Under your feet is the River Walbrook, which was the limit of the first Roman settlement, but as the swampy land around it was reclaimed, then so it expanded. A map of Roman London shows that the brook eventually dissected Londinium into two and played an important part in Roman life. It brought fresh water downstream and discharged waste into the Thames. It was also navigable up to a point near to where the Mansion House now stands.
Around 200 years after the Romans arrived, the Temple to Mithras was built on the east bank of the brook, possibly by an army veteran called Ulpius Silvanus. The question has to be asked who was Mithras, and why build a temple to him here? The answers can be found in a visit to the London Mithraeum.
As I explained in my introduction to the City of London, it was the Romans who first laid the foundation stones for the metropolis that we call London today.
After the failed attempts by Julius Caesar to conquer Britain in 55 and 54 BC, Emperor Claudius brought a larger army and made a successful invasion in 43 AD. He landed on the Kent coast near Richborough and headed towards the River Thames, where, after another successful battle, he was able to cross the river somewhere near Westminster.
It wouldn’t have taken him long to realise the strategic location of a place just downstream at where the river narrowed.
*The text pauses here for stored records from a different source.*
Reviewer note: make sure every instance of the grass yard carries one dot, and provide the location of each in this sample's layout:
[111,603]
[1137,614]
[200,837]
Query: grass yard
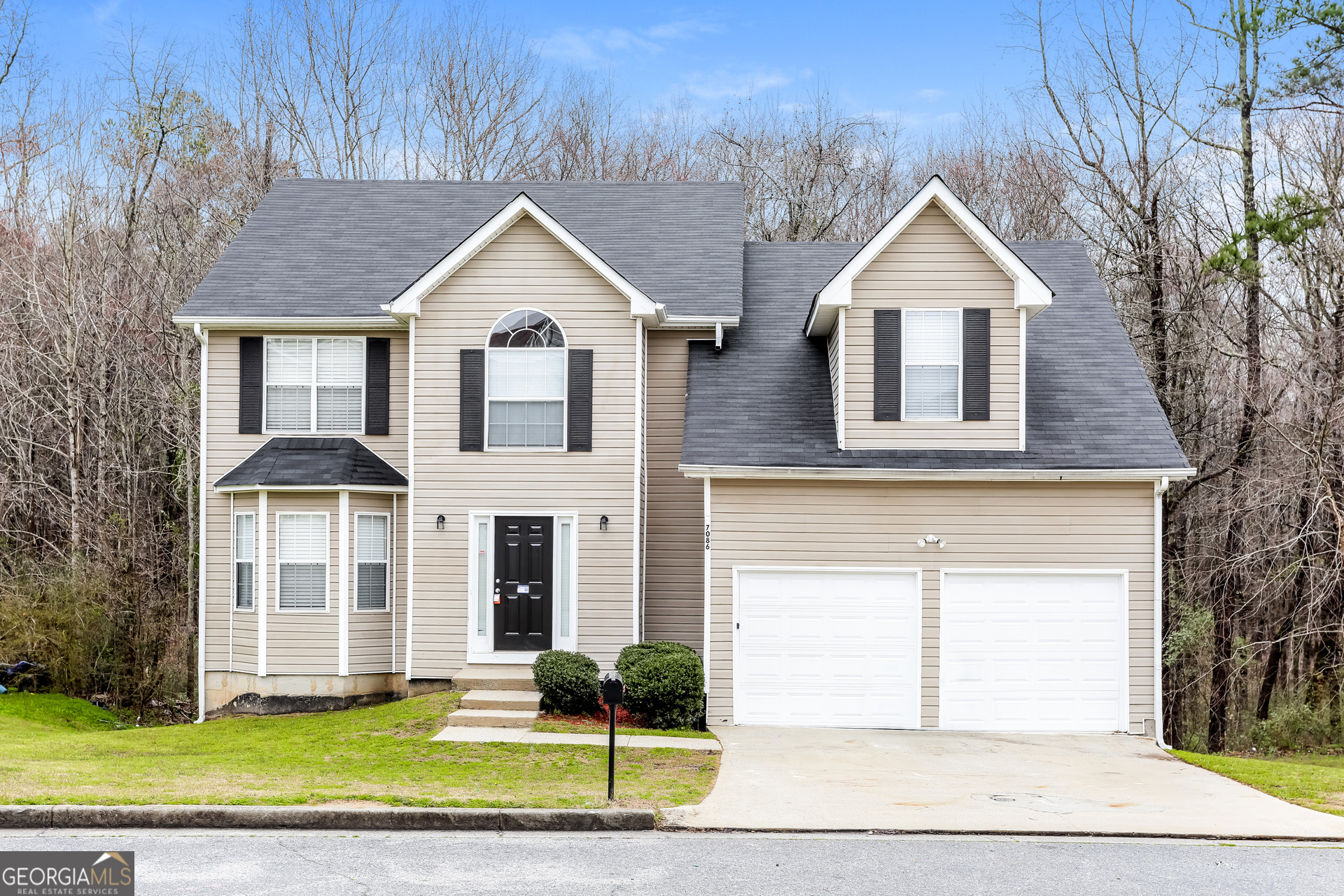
[1315,780]
[58,750]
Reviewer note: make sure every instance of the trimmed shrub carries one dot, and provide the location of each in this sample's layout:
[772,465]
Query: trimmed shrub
[638,653]
[664,682]
[568,681]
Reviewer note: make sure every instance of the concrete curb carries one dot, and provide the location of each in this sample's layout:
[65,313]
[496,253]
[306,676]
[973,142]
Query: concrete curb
[327,818]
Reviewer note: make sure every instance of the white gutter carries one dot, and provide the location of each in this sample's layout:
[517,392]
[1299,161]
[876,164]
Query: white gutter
[381,321]
[707,596]
[705,470]
[203,337]
[1159,489]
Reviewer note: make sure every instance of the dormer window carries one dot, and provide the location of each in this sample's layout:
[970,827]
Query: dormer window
[524,382]
[932,360]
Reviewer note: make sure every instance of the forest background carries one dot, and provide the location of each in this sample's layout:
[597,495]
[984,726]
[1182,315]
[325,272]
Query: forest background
[1202,163]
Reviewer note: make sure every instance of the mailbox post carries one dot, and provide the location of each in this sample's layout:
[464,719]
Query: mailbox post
[613,695]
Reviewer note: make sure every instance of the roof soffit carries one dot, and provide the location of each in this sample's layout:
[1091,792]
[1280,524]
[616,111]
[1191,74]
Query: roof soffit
[1030,290]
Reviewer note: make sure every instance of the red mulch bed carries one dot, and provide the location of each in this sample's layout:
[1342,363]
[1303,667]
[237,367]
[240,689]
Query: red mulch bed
[598,720]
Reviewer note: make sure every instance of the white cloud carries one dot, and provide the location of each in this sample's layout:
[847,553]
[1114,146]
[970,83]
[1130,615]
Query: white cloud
[722,83]
[592,46]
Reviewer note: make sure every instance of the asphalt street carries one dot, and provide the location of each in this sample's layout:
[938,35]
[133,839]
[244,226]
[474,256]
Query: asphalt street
[264,862]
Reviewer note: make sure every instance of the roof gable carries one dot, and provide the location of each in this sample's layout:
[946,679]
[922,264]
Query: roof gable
[1030,290]
[407,304]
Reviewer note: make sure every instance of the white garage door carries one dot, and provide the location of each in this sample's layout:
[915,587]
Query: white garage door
[1034,652]
[827,648]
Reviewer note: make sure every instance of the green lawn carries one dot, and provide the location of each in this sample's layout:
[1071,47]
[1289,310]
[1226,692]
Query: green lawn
[1315,780]
[573,729]
[58,750]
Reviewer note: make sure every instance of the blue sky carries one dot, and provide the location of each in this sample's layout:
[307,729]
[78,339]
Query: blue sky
[924,61]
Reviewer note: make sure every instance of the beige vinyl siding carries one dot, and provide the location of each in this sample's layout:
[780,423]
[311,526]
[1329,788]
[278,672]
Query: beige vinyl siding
[673,590]
[836,365]
[1030,526]
[307,641]
[523,267]
[370,630]
[933,264]
[226,449]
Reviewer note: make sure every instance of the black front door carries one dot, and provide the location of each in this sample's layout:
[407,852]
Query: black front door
[523,583]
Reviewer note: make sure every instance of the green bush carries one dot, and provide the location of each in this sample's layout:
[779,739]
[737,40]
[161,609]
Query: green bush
[638,653]
[568,681]
[664,682]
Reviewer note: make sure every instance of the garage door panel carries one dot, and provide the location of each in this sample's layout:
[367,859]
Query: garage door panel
[846,652]
[1032,652]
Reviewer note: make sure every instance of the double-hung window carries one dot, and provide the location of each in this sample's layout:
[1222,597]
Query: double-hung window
[371,561]
[524,382]
[932,362]
[245,554]
[315,384]
[302,547]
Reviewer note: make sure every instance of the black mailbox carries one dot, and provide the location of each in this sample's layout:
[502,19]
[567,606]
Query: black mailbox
[613,690]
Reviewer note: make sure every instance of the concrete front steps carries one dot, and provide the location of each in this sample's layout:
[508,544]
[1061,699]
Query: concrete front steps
[496,697]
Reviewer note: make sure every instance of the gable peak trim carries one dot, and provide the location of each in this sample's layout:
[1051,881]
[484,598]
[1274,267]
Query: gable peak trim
[1030,292]
[406,305]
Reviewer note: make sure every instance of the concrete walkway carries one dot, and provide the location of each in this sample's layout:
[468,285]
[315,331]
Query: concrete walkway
[524,736]
[934,780]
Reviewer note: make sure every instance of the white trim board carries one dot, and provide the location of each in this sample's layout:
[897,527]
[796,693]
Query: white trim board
[1030,292]
[704,470]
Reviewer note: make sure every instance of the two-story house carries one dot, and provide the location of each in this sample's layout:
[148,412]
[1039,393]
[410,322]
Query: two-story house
[910,482]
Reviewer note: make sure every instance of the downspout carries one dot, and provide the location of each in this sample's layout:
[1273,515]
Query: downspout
[1159,489]
[203,337]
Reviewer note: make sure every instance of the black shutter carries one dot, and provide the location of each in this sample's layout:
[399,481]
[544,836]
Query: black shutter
[886,365]
[581,400]
[377,384]
[974,363]
[249,382]
[470,418]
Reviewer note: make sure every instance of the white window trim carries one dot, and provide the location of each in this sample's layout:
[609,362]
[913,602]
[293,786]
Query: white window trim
[312,397]
[905,363]
[327,580]
[387,562]
[565,390]
[234,562]
[482,648]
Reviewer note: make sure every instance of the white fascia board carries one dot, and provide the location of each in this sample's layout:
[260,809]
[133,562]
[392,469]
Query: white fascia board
[187,321]
[407,304]
[1030,292]
[699,472]
[378,489]
[695,321]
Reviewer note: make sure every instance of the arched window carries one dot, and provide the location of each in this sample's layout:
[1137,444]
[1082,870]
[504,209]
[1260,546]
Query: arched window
[524,382]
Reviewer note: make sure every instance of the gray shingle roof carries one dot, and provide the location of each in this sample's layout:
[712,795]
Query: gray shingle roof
[309,461]
[343,248]
[765,399]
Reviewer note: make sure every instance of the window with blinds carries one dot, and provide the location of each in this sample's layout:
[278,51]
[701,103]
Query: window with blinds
[315,384]
[245,554]
[302,554]
[371,561]
[932,362]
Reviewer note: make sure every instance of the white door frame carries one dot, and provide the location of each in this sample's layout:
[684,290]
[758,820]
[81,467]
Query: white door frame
[482,648]
[1123,719]
[737,599]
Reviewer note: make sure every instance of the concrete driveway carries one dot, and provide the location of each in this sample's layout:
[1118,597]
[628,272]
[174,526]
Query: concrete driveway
[937,780]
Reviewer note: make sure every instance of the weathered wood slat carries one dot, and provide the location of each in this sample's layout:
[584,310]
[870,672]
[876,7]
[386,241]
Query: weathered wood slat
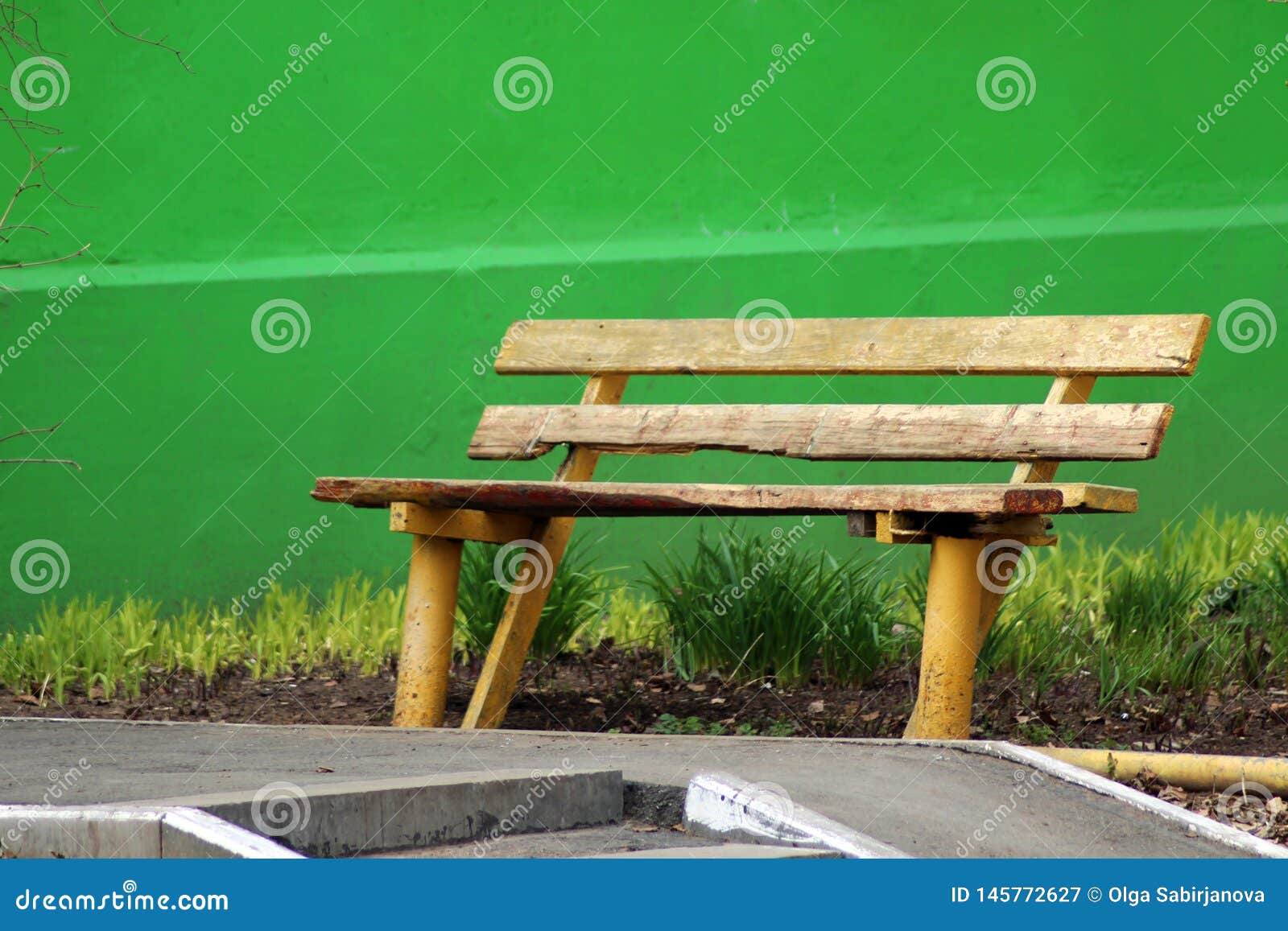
[626,499]
[832,431]
[1130,344]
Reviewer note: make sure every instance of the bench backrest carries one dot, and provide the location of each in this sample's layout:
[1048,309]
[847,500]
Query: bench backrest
[1075,351]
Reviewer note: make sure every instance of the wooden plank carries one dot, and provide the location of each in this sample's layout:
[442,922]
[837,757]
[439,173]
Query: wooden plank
[642,499]
[509,648]
[1129,344]
[918,527]
[407,517]
[866,433]
[1064,390]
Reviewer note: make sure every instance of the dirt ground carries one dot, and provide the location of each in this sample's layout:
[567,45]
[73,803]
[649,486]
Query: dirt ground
[630,692]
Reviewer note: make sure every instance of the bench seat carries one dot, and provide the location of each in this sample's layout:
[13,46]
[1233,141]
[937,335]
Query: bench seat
[631,499]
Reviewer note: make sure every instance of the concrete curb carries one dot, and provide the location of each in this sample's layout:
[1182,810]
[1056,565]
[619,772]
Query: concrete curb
[375,815]
[128,832]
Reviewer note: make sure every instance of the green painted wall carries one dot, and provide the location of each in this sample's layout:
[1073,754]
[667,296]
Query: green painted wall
[390,195]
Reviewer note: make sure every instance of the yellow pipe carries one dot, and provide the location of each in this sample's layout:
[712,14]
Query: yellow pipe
[1195,772]
[425,665]
[950,643]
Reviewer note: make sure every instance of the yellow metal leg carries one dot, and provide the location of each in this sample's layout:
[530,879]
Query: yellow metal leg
[427,649]
[950,641]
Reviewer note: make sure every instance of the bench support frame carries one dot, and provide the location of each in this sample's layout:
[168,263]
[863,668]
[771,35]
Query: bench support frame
[504,663]
[961,604]
[951,645]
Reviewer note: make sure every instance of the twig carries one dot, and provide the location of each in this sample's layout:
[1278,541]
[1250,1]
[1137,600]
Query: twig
[27,431]
[49,262]
[141,38]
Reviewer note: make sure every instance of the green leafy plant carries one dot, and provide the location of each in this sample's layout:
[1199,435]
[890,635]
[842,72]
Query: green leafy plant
[753,607]
[575,607]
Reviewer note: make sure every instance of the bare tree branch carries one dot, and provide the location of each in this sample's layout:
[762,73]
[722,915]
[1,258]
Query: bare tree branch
[141,38]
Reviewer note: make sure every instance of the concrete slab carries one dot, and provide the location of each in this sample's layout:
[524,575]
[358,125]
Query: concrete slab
[924,800]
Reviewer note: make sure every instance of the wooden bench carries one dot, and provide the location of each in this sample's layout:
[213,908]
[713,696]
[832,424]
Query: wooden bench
[963,523]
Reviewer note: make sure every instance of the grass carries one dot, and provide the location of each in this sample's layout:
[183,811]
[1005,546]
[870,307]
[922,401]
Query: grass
[753,607]
[577,602]
[1203,607]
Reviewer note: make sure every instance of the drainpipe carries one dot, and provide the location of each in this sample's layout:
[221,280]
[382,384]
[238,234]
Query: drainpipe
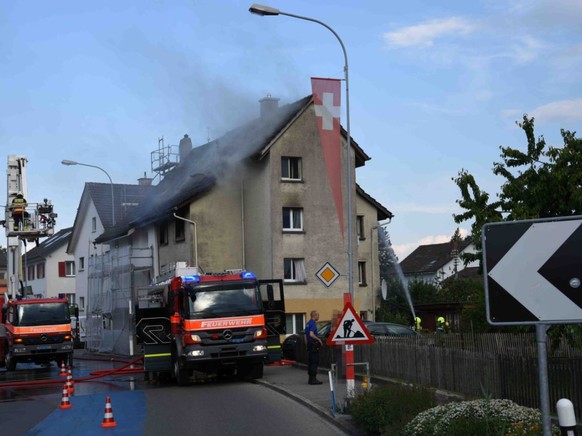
[195,237]
[372,258]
Not only could the river be bridged, but it was also navigable up to this point, and so near to where London Bridge stands today, he set up camp on the north side of the river.
The location was also suitable for expanding a road system that could spread out across the country, and it wasn’t long before Londinium became an important trading post, both by road and by river. As the town grew though, so did the opposition to the conquerors and a revolt led by Boudicca left Londinium practically in ruins. However, there were very few casualties and the town was soon re-built.
London was born almost 2,000 years ago, when the Romans set up a trading post on the banks of the River Thames called Londinium in 47 AD.
The wall that they built around their town corresponds roughly with the boundary of the City of London today.
It borders Westminster to the west, Tower Hamlets to the east, Camden, Islington and Hackney to the north, and the River Thames to the south.
The area covers just one square mile and has a population of less than 8,000, far fewer than any other borough in London. In fact, it’s not even a borough, but a city in its own right and is administered by the City of London Corporation.
It may be small in size and population, but it has always been one of the most important and influential areas of the city.
After the Romans left, the Anglo Saxons created their own community just to the west of the wall and the former Roman town became virtually uninhabited. However, the location of old Londinium still had its advantages for trading. The Thames being tidal, meant that boats could come up this far, and yet it was still narrow enough to be bridged.